We identified the major threats to ecological sustainability in grazing lands in Queensland to be in three areas:

  • Lack of long-term protection of native grasslands and pastures. Grasslands and the grassy layer of eucalypt woodlands are not protected under the Vegetation Management Act 1999, QLD. This is a problem as most of the diversity in grassy woodlands is in the grassy layer, and its condition determines the health of tree and wildlife populations. Sown pastures and fertilizer are a greater threat to grassland than grazing. Protection is currently afforded only by the economic circumstances; it is not perceived to be profitable to expand these technologies.
  • Loss of tree regeneration capacity. Tree control is a major management input for producers, and there is a prevailing view that this burden should be eliminated. However,the loss of tree regeneration processes on the landscape is the beginning of a tree decline process. Initially this might provide relief to producers, but decades later, biodiversity losses will be felt and salinity hazards will become salinity problems. From a practical management perspective, is easier to kill trees than to establish them.
  • Failure to protect riparian areas. Watercourses and their adjoining lands are key parts of the landscape that need protection. Dysfunctional landscapes leak soil, excess water, nutrients and organic matter which leave the catchment via watercourses.This reduces water quality and results in a loss of production resources from the catchment.Riparian vegetation retains these resources and provides a keystone habitat for wildlife.

Because native pastures play a key role in maintaining ecological functioning and biodiversity in grassy woodlands, we recommend that the industry seriously reviews new or proposed technologies that expand the areas of intensively used land. Crop, fertilizer and sown pasture technologies, that exceed critical thresholds in terms of their extent, threaten the long-term ecological sustainability of landscapes.

Suggested areas of future research include further exploring the financial and practical barriers to adoption of ecologically sustainable management in more detail. We also need to determine the limits of private responsibility for natural resource management, and the point at which it is replaced by public responsibility. This will enable equitable cost-sharing arrangements to be negotiated to balance private and public contributions to the cost of achieving sustainability.

Some beef producers are in a position to immediately undertake management actions towards ecological sustainability, either through self-interest or regulatory requirements.
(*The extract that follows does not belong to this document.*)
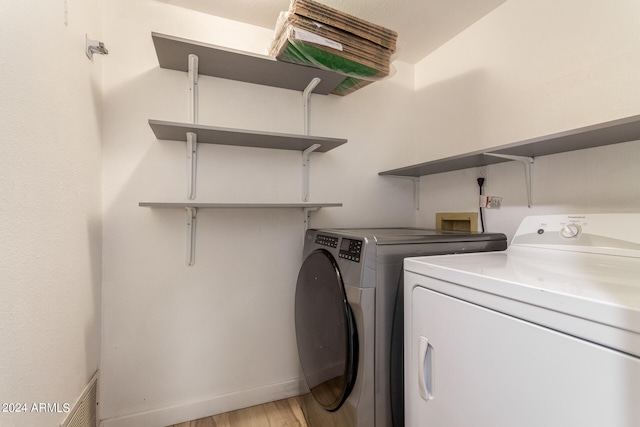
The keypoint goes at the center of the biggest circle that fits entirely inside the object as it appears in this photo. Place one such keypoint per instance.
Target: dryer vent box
(457, 221)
For these, continued exploration for practical solutions is important. An aspect of this will be the availability of technical support for farm planning and decision making. Salinity hazard mapping, soil maps, topographical maps etc are examples of information that is required at specific scales for farm planning, but which may not be easily accessible.

Another important area is to further refine the boundaries of the thresholds, how they vary, and what are the trade-offs under different levels of management. This will provide a more accurate assessment of landscapes to better identify practical solutions. Management options informed by scientific observations of landscape function are critical.Our work has structured current knowledge to identify important questions that require research viz:

  • What are the limits to intensive land uses at the landscape scale in terms of vegetation health and the condition of riparian zones?
  • What ecological attributes are maintained by providing riparian vegetation of different widths and different combinations of structural attributes (e.g. grazed sward, ungrazed sward, shrubs, trees)?
  • What birds and mammals are adversely affected by different levels of vegetation clearing in the landscape?
  • What are appropriate spatial scales to apply the different land-use thresholds (property, sub-catchment, catchment)?